The Highgrader | Page 8

William MacLeod Raine
"Don't make it too easy for him, but don't jerk. Keep his nose up if you can."
The humming of the reel and the steady click-click-click of the winding alternated. The trout fought gamely and strongly, but the young woman stuck to her work and would not give him any rest. Jack watched her carefully. He saw that she was tiring, but he did not offer any help, for he knew that she was a sportsman. She would want to win alone or not at all.
Yet he moved closer. The water was up to her hips, and no river in the Rockies has a swifter current than the Gunnison. The bottom too is covered with smooth slippery stones and bowlders, so that a misstep might send her plunging down. Deprived of the use of her landing pole, she could make less resistance to the tug of the stream, and the four or five pounds of dynamic energy at the end of her line would give her all she could do to take care of for the next few minutes. Her pole was braced against her body, which made reeling difficult. The man beside her observed that except for a tendency to raise the pole too much she was playing her trout like a veteran.
The thing that he had anticipated happened. Her foot slipped from its insecure rock hold and she stumbled. His arm was round her waist in an instant.
"Steady! Take your time."
"Thanks. I'm all right now."
His right arm still girdled her slight figure. It met with his approval that she had not cried out or dropped her pole, but he would not take the chance of an accident.
[Illustration: "HE'S HOOKED PRETTY FAST. TAKE YOUR TIME ABOUT GETTING HIM INTO YOUR NET. THESE BIG FELLOWS ARE LIKELY TO SQUIRM AWAY." (p. 33)]
The trout was tiring. Inch by inch she brought him nearer. Sometimes he would dart away again, but each dash for liberty was shorter and weaker than the last.
Presently she panted, "My landing net."
It was caught in the creel. Kilmeny unfastened the net and brought it round where it would be ready for instant use.
"Tell me what I must do now."
"He's hooked pretty fast. Take your time about getting him into your net, and be careful then. These big fellows are likely to squirm away."
It was a ticklish moment when she let go of the rod with her left hand to slip the net under the trout, but she negotiated it in safety.
"Isn't he a whopper?" she cried in delight. "He won't go into the creel at all."
"Then let me have him. The glory is yours. I'll be your gillie to carry the game bag."
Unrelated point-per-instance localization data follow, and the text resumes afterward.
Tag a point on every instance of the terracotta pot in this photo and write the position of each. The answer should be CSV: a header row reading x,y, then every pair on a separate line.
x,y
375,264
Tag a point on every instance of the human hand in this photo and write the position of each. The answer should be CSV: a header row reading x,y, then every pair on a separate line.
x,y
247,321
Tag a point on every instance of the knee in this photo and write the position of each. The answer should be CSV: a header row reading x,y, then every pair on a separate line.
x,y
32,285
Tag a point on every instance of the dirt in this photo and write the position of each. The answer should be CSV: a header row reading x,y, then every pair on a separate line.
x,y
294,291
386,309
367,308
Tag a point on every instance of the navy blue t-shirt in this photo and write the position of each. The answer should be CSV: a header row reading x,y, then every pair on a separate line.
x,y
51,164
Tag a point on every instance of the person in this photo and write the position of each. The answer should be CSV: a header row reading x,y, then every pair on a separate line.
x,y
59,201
He got his fingers through its gill before he took the hook from the mouth of the fish. Carrying the trout in one hand and his pole in the other, he waded slowly through the swift water to the shore.
The girl's vibrant voice came to him as she splashed at his heels toward the bank. "He's such a ripping good one. I'm so pleased. How much do you think he will weigh?"
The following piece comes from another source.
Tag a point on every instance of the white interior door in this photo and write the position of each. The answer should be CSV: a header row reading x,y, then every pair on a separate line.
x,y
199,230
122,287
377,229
The young man took the catch far enough back from the river, so that they could examine him in safety.
"My guess is six pounds. He's the biggest taken this year so far. I congratulate you, Miss Dwight."
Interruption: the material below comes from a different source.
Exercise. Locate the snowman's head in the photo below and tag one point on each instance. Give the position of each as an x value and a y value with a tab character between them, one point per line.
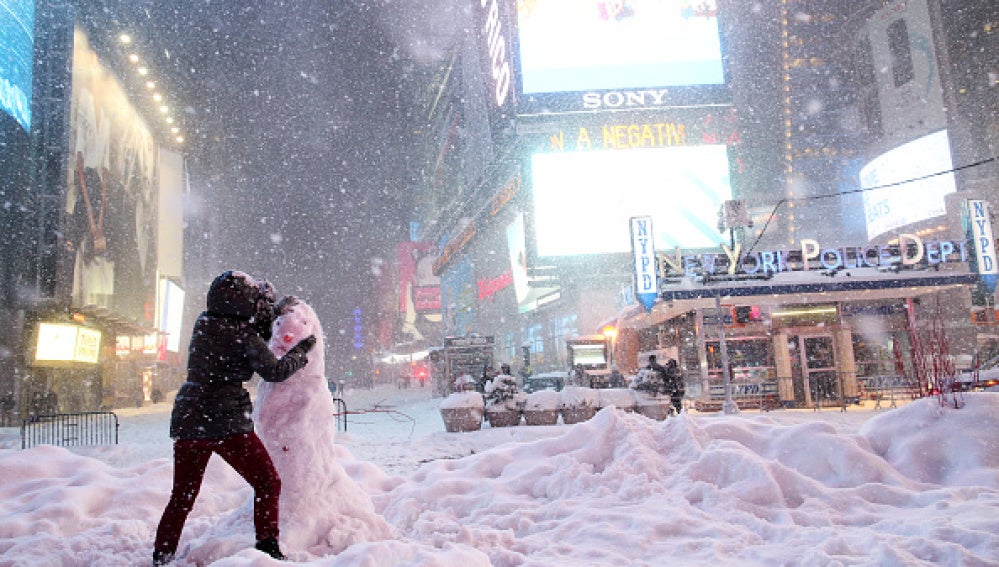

"I would never have got him if you hadn't been there to help me with advice. But I really did it all myself, didn't I? If you had touched the rod before I had him netted I'd never have forgiven you," she confessed, eyes glowing with the joy of her achievement.
"It's no joke to land one of these big fellows. I saw you were tired. But it's the sporting thing to play your own fish."
Her dark eyes flashed a questioning glance at him. She had been brought up in a society where class lines were closely drawn, but her experience gave her no data for judging this young man's social standing. Casual inquiries of old Ballard, the caretaker at the Lodge, had brought her the information that the party of fishermen were miners from the hills. This one went by the name of Crumbs and sometimes Jack. What puzzled Miss Dwight was the difficulty of reconciling him with himself. Sometimes he used the speech and the slow drawl of the plainsman, and again he spoke with the correctness of one who has known good society. In spite of his careless garb he had the look of class. The well-shaped, lightly poised head, the level blue eyes of a man unafraid, the grace with which he carried himself, all denied that he was an uncouth rustic.
A young woman of impulse, she yielded to an audacious one now. "I'm glad you let me do the sporting thing, Mr.--Crumbs."